Estou a folhear livros. É outro dia. Vem luz natural da rua, sugerindo ser cedo, talvez de manhã. Compro um livro do Jorge Luís Borges e saio. Quando a porta bate, blackout novamente e, com a luz que retorna, eu sentada no cadeirão a comer um muffin e a beber chá verde com phones nos ouvidos, a escrever num pequeno caderno. Blackout. Reparo que há música durante tudo isto - banda sonora -, uma música bonita, suave e sem palavras. Eu estou a beber água das pedras e a ler um livro de contos do Edgar Allan Poe. Tenho um livro de Agatha Christie pousado no colo. Blackout. Eu a conversar com o funcionário que me mostra livros na secção de feminismo e estudos de género. Blackout. Eu a folhear um livro da Rebecca Solnit. Blackout. Está novamente frio: a salamandra está acesa e eu estou a usar um casaco e um gorro que atirarei para cima do cadeirão antes de me sentar com o meu computador apoiado na mesinha, e no qual teclarei rapidamente entre longas pausas silenciosas. Passados vários minutos, não faço ideia de quantos, levanto-me para ir à casa de banho. Há várias pessoas na livraria, mais do que nas primeiras vezes que a frequentei. Sinto-me em casa. Na casa de banho penso que este lugar é um sonho. Quando volto para o meu lugar, está um papel em cima do meu computador. Pego nele.

Olho em volta, confusa. Há algumas pessoas na livraria mas ninguém me olha, ninguém age de forma particular. Volto a olhar e volto a ler. É alemão, penso. Mas eu não sei alemão. Sento-me no cadeirão, ainda meio atarantada, olho para as pessoas que se passeiam calmamente entre a literatura. Pego no computador e googlo o conteúdo da nota. Descubro um desenho de Otto Mueller, o pintor que eu tinha visto no primeiro livro na primeira vez que entrei na livraria. Estou estupefacta. Olho em volta, olho a nota, olho o desenho, olho em volta, levanto-me e pergunto aos funcionários se tinha sido algum deles, responderam que não, mostro-lhes a nota, estão intrigados, volto a sentar-me, olho para o desenho no computador, levanto-me, vou à procura do livro sobre Otto Mueller, abro-o e nas primeiras paginas encontro o desenho. É um desenho muito bonito de uma mulher em tronco nu que agarra um lagarto muito pequenino como se agarrasse numa criança. É mesmo bonito. A mulher tem cabelo escuro, seios arrebitados, olhar meigo. Atrás dela vêem-se duas árvores e algumas flores...
Volto a olhar em volta. Nada. Pego numa caneta e escrevo, no papel misterioso, por baixo do nome do quadro:

Coloco o papel dentro do livro, na página onde está o quadro, fecho o livro e coloco-o na prateleira.
Mais uma vez a cena escurece e volta a aclarar sugerindo um novo dia.

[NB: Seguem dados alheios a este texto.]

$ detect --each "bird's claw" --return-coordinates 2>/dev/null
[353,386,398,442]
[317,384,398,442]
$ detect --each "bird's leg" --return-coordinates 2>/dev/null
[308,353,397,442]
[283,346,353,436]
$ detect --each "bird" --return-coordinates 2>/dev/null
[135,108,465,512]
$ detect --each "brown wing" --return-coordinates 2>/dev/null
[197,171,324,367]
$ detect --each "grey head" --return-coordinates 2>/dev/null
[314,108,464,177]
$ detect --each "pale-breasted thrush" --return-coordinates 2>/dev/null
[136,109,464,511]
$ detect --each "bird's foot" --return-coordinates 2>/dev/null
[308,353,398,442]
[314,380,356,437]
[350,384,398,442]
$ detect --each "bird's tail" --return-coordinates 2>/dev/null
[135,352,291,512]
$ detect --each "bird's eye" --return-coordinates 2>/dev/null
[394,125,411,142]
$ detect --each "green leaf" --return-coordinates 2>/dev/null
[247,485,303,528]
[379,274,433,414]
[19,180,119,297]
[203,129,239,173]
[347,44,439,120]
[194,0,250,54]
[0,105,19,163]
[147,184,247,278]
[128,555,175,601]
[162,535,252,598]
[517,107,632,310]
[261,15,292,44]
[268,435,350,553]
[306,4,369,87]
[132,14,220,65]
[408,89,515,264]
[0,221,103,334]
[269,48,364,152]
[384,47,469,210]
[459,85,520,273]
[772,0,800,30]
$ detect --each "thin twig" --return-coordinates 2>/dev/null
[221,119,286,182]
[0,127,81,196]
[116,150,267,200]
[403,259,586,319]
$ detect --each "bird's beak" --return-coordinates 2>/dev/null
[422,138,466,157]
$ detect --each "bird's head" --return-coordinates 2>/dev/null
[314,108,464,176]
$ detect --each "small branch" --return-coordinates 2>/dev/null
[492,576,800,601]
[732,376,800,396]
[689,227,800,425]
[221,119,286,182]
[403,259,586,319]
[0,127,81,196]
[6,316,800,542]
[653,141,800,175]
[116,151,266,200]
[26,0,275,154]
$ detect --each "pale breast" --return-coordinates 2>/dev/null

Eu entro na livraria, nervosa, olho em volta, digo bom dia e corro em direcção ao livro. Não tenho a certeza se as minhas acções do dia anterior tinham sido vistas pela pessoa mistério. Abro o livro e como que pelo destino - ou pela existência de uma papel extra naquela página - esta abre-se imediatamente no sítio certo.
Debaixo da minha pergunta, a resposta:

Escrevi por baixo:

Sentei-me no meu cadeirão do costume que tinha vista privilegiada sobre aquela prateleira e ali permaneci cerca de uma hora. Ninguém apareceu. Estava a ficar tarde e eu queria ir-me embora. Antes disso, inquiri os funcionários se faziam ideia do meu correspondente. Negaram ter conhecimento ou estar envolvidos.
Fui embora.
Estou na rua escura, mas de repente isto não é Lisboa, é a cidade onde eu cresci, Leiria. Estou confusa porque tinha quase a certeza que só poderia estar em Lisboa, a cidade onde vivo... Olho em volta e vejo-me perto da minha escola secundária, do tribunal, da câmara municipal. Estou a andar nas ruas e não se vê ninguém. Está tudo deserto. E lembro-me de uma coisa que uma amiga me disse uma vez: se algum dia eu quiser filmar no centro da cidade, marco as filmagens para o dia 1 de Janeiro às 8h da manhã.
De repente, sinto ansiedade porque estou confusa: estou de volta à livraria mas não estou lá realmente, é como se fosse uma visão, como quando as pessoas têm visões nos filmes. Vejo-me a mim mesma sentada no cadeirão com o livro de Otto Mueller nos braços e, de repente, enquanto me olho, sinto medo por mim. Pergunto-me se a pessoa com quem iniciei seja lá o que aquilo é, não será uma pessoa desequilibrada ou até um psicopata - acho que tive este pensamento causa daquele documentário que vi sobre o Ted Bundy há pouco tempo. Eu não sei quem é esta pessoa e o que ela quer de mim. Depois questiono a própria realidade. Não sei que acontecimento e que camada é a mais real, e nem sequer tenho a certeza se é essa a pergunta a ser feita. Tudo o que se passou até este momento é digno de um filme. Ou de um sonho. Mas na vida real estas coisas não acontecem ou, na realidade, transformam-se em algo muito mais aborrecido, desinteressante, desapontante.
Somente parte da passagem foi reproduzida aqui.